Trying Pilates Moves On A Rowing Machine Is A Genius TikTok Hack

No Reformer? No problem!

Olivia Rodriguez/TikTok/Elite Daily

When content creator Olivia Rodriguez (@hellooliviablog) shared a TikTok of her doing Pilates moves on a rowing machine at her gym, she had no idea it would go viral. “I could not believe it. I was in absolute shock,” Rodriguez tells Elite Daily. “I uploaded the video and closed the app, thinking it would flop.” A few hours later, her best friend started blowing up her phone, telling her she was going viral. With how expensive some Pilates Reformer machines are, it makes sense that TikTokers are looking for hacks to recreate the experience in a budget-friendly way, and Rodriguez is sharing all the best Pilates moves to do on a rowing machine.

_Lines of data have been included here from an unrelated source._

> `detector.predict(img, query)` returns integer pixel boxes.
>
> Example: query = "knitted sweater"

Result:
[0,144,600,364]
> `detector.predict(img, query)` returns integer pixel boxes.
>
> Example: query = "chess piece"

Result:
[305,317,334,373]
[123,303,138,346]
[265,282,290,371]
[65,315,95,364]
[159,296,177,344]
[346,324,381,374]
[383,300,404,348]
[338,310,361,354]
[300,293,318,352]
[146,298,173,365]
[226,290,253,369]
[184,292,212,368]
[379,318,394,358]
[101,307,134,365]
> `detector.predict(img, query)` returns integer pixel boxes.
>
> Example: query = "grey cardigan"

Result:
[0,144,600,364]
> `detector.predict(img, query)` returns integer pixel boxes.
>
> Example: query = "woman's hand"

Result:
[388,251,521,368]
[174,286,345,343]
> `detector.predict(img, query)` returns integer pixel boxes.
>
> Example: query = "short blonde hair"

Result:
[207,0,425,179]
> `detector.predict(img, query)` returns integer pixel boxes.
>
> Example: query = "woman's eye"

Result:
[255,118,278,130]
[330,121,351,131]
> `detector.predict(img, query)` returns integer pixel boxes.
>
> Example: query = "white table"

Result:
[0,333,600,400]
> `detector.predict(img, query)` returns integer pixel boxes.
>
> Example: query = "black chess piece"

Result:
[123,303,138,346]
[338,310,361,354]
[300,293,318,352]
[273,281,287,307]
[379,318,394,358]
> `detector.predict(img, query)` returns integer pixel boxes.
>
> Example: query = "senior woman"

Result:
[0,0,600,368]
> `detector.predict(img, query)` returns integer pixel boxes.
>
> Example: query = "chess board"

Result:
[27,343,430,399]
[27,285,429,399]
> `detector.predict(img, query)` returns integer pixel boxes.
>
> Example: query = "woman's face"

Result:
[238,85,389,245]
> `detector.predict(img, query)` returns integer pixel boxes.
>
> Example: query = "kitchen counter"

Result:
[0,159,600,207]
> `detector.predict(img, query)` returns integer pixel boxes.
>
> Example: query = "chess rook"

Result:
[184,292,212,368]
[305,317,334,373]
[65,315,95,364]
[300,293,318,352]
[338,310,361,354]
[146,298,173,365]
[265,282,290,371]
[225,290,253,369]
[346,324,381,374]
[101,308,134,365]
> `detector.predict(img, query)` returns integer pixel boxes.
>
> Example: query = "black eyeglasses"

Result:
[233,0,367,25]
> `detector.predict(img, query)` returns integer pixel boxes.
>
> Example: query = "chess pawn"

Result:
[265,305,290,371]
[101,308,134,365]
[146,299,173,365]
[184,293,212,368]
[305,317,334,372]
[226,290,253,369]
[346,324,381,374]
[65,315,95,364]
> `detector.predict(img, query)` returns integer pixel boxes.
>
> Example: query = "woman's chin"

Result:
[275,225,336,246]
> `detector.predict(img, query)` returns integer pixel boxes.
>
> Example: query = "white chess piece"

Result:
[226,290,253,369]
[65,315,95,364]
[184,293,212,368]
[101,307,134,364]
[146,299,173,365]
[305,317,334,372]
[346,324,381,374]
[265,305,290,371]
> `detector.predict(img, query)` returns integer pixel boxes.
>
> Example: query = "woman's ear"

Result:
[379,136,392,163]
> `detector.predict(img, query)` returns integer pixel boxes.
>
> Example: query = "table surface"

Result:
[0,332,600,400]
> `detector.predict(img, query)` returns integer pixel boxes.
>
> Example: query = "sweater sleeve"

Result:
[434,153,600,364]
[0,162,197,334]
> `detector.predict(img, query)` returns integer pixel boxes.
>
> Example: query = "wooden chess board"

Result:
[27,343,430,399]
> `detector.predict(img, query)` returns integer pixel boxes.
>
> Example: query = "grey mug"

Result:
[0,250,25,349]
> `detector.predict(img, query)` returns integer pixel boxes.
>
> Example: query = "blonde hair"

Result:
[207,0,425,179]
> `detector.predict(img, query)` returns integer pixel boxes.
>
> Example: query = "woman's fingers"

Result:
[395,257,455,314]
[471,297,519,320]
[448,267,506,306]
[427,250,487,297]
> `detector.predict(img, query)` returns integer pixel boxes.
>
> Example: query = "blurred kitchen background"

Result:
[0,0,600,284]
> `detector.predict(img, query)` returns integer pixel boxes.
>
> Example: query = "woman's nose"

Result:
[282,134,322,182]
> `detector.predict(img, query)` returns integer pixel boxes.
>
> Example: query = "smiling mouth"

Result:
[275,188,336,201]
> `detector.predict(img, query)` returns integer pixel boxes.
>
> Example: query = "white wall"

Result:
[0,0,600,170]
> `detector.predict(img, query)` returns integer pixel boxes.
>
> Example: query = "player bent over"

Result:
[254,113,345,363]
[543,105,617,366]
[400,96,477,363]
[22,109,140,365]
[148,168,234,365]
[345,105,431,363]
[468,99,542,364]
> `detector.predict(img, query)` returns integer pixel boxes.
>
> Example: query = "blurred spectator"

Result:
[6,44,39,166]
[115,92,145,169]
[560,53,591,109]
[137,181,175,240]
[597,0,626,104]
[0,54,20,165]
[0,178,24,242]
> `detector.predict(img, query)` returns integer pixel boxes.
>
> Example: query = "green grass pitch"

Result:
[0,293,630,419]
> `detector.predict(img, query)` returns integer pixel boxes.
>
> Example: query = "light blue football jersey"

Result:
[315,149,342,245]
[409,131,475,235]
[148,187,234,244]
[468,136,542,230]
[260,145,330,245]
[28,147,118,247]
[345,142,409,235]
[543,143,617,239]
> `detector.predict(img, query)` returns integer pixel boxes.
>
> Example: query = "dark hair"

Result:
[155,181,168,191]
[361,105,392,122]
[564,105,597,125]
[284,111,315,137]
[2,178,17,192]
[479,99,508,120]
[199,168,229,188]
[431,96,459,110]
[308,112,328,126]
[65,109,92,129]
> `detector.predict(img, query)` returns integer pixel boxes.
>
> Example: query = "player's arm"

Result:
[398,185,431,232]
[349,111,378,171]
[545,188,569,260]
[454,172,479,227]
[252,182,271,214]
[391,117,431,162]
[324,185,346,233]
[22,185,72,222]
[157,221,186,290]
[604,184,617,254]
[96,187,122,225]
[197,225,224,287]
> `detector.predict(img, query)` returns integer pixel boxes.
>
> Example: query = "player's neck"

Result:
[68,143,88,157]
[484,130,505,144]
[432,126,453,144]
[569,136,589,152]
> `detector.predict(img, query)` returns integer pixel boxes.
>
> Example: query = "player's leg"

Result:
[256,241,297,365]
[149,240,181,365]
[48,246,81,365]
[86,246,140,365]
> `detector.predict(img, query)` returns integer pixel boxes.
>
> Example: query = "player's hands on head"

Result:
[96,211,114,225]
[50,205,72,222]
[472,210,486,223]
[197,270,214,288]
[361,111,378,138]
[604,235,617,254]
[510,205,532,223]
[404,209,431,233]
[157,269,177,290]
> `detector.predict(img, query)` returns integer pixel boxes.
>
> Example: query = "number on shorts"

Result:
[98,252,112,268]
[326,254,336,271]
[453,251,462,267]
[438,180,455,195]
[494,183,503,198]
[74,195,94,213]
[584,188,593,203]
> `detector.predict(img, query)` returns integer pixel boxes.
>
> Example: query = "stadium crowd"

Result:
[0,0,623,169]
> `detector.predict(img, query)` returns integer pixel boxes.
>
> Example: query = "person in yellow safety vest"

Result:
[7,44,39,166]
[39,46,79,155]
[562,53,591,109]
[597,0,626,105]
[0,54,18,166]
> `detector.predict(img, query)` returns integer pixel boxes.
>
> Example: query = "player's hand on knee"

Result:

“I saw one of the trainers at my gym using the rowing machine and the movement of it reminded me so much of a Reformer,” Rodriguez told Elite Daily about what gave her the idea. “It was like a light bulb went off in my head. The next day when the gym was completely empty, I pulled it out and just started building my own little Reformer with the equipment around me.” While she says the big difference is that there is “no resistance,” this can actually be beneficial. “The beauty of it is, without resistance, it forces you to rely more on your strength and tightening up every muscle,” she said. Another major plus is that rowing machines are easily found at almost any gym. All you need is the right moves to practice, and Rodriguez shared seven Pilates exercises you can easily do on a rowing machine.

Side Split
Olivia Rodriguez

The first move Rodriguez demonstrates in her viral TikTok video is a side split with a rowing machine. With one knee on the apparatus and the other standing firm on the floor, she moves her leg on the rowing machine out and holds before coming back in. You want to engage your core to really feel a burn from this exercise. Rodriguez says she does 10 reps of each move with “three rounds of slow and controlled movement.”

Olivia Rodriguez

“Doing a movement like a pike is unmatched and so challenging,” Rodriguez said. Her favorite Pilates moves to do with a rowing machine are the ones “that work out your core,” and this is one that she loves. To perform a Pike with a rowing machine, bring a block over and start in a plank position with your arms on the block and feet on the rowing machine. Bring your legs in towards you so that your body forms an upside down V shape.

Bear Plank
Olivia Rodriguez

Another Pilates move that begins in a plank position is this bear exercise, or a tabletop. From your plank with your arms shoulder-width apart on the block and feet on the rowing machine, bring your legs into a tabletop position. Keep your back flat and in line with your neck.

Twist Crunch
Olivia Rodriguez

A twist crunch is easy to do with a rowing machine as well. Just begin in the same plank position with your feet on the machine, and slightly twist your body to one side. Bring your legs in like you did in the bear plank, and feel the burn in your abs. This is a great core workout. Just remember to repeat on the other side with 10 reps each.

Olivia Rodriguez

Flip around so that your arms are on the rowing machine and your legs are on the block for your next Pilates move. Begin with your knees down on the block from your plank position. As you inhale, slowly extend your arms out in front of you. Rodriguez does this exercise with her elbows down on the rowing machine, but you can also do this with your hands down if that’s easier. Once you return to your starting plank position, repeat for about 10 reps.

Skater Lunge
Olivia Rodriguez

Grab some dumbbells to deepen your skater lunge stretch, like Rodriguez does. With one leg firmly on your block, push out the other leg while in a squat position. As your leg is extending out, bring your arms in for a hammer curl. After about 10 reps, switch to the other leg. Rodriguez does another variation of the skater lunge, but with bicep curls. This is perfect for a full body workout of your arms, legs, and core.

Olivia Rodriguez

To “lift your booty,” try this hamstrings Pilates workout with a rowing machine. With your shoulders and head on the floor and feet on the rowing machine, lift up your booty into a tabletop position. Keep your arms straight on the floor underneath you for balance. While you can always just hold here for a quick burn, you can get more of a hamstrings workout by extending your legs out and bringing them back in to your starting position for about 10 reps.